Four-day Test matches could become mandatory as part of the World Test Championship from 2023, with the ICC's cricket committee likely to formally consider the change in 2020 amid widespread discussions among member boards about how to reduce numerous pressure points in the global cricket calendar for the future.
However, the world's cricketers stand as the most likely source of opposition to the change, with many viewing the step up from four-day first-class games to five-day Tests as a critical point of difference at the top end of the long-form game.
The ICC's increasing demand for event windows, the proliferation of domestic T20 leagues, the BCCI's demands for its own sizeable share of bilateral calendar space, and the costs of staging Test series are all factors contributing to the move, which would shave off a significant amount of time from the calendar for the 2023 to 2031 cycle.
As an example, mandatory four-day Test matches rather than five-day matches during the current cycle from 2015 to 2023 would have freed up a total of 335 days of scheduled cricket over the period, a valuable amount of time that would also be enhanced by the ability to consistently schedule Test matches on a Thursday-to-Sunday basis, not dissimilar to the rhythm of golf tournaments on the world's major professional tours.
It would also allow for more Test series to played over three or five matches, affording host boards and broadcasters a greater share of the higher revenue-raising early days of a Test without having to budget for a fifth day. Australia's recent history against India has seen Test series played over four matches for a total of 20 scheduled days - the same number that would be scheduled for a five-match series of four-day Tests.
Matches played over four days would likely see the increase of the minimum overs in a day from 90 to 98, meaning that over four days only 58 scheduled overs would be lost. There has been an increasing proliferation in the number of Test matches finishing inside four days - more than 60% of matches played since the start of 2018 have ended in four days or fewer.
"If we have a clear picture of how it all works in an improved and well-structured schedule, then it would be something that could be taken to the players for their consideration" Tony Irish
"It is something that we have got to seriously consider," Cricket Australia chief executive Kevin Roberts told SEN Radio this week. "It is something that can't be driven by emotion, but it needs to be driven by fact. We need to look at what's the average length of Test matches over the past five-ten years in terms of time and overs.
"We need to look at it very carefully and perhaps it is more likely than not in the mid-term future.
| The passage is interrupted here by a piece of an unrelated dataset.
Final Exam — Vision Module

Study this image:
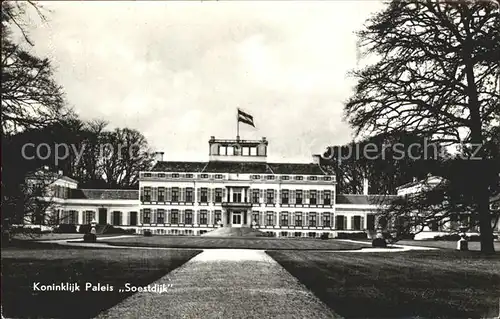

What we absolutely will do is that over the next 12 to 18 months, is make sure the cricket calendar is nailed down for the years 2023 to 2031. What we are committed to doing is working with all the ICC members - nobody is saying it is easy but what we are doing is looking at it holistically and we are committed to doing that."
The contrasting view, shared among many players, was provided by Australia captain Tim Paine at the conclusion of Australia's 247-run victory over New Zealand in Melbourne. "We might not have got a result if we'd done that in the Ashes, I think every game went to a fifth day," he said. "That's the point of difference with Test cricket, it is five days, it's harder mentally, it's harder physically, and it tests players more than the four-day first-class fixtures do. I think that's what it's designed to do, so I hope it stays that way."
A shift to four-day Tests would place an even greater premium on the quality of pitches around the world, with curators being required to provide a surface that aids pace bowlers, batsmen and spin bowlers over their course, without the chance of an extra day for the pitch to deteriorate over. It would likely also force captains to think more in terms of scoring rates and declarations to create enough time to bowl opposition teams put in the reduced time available.
Tony Irish, the head of the international players' body FICA, said that while four-day Tests would provide a solution to many of the game's growing problems around squeezing cricket's three formats into the global calendar, such a move could not be made without an integrated approach to scheduling and a far more "coherent" structure for the international game.
"There are two aspects to four-day Tests, the cricket aspect and the scheduling aspect," Irish told ESPNcricinfo. "It would take pressure off the schedule but our concern would be that the ad hoc way the schedule currently works they would simply plug in more cricket into the gaps. If introduced it therefore has to be part of a more coherent structure.
"We would need to understand exactly how the cricket aspects are intended to work and we would need to take that to the players. In the past, many players have been against a change to four days. However, if we have a clear picture of how it all works in an improved and well-structured schedule, then it would be something that could be taken to the players for their consideration.
"Unfortunately with the ICC there is a history of introducing these types of changes in an unstructured way and that would need to change. We reckon they need to do a lot of work on how the schedule will look and not just present it as a concept."
Four-day Tests have already been added to the calendar in a limited form, for matches such as a Test between South Africa and Zimbabwe, and then England hosting Ireland earlier this year. Australia will likely play its first four-day Test against Afghanistan at home next summer.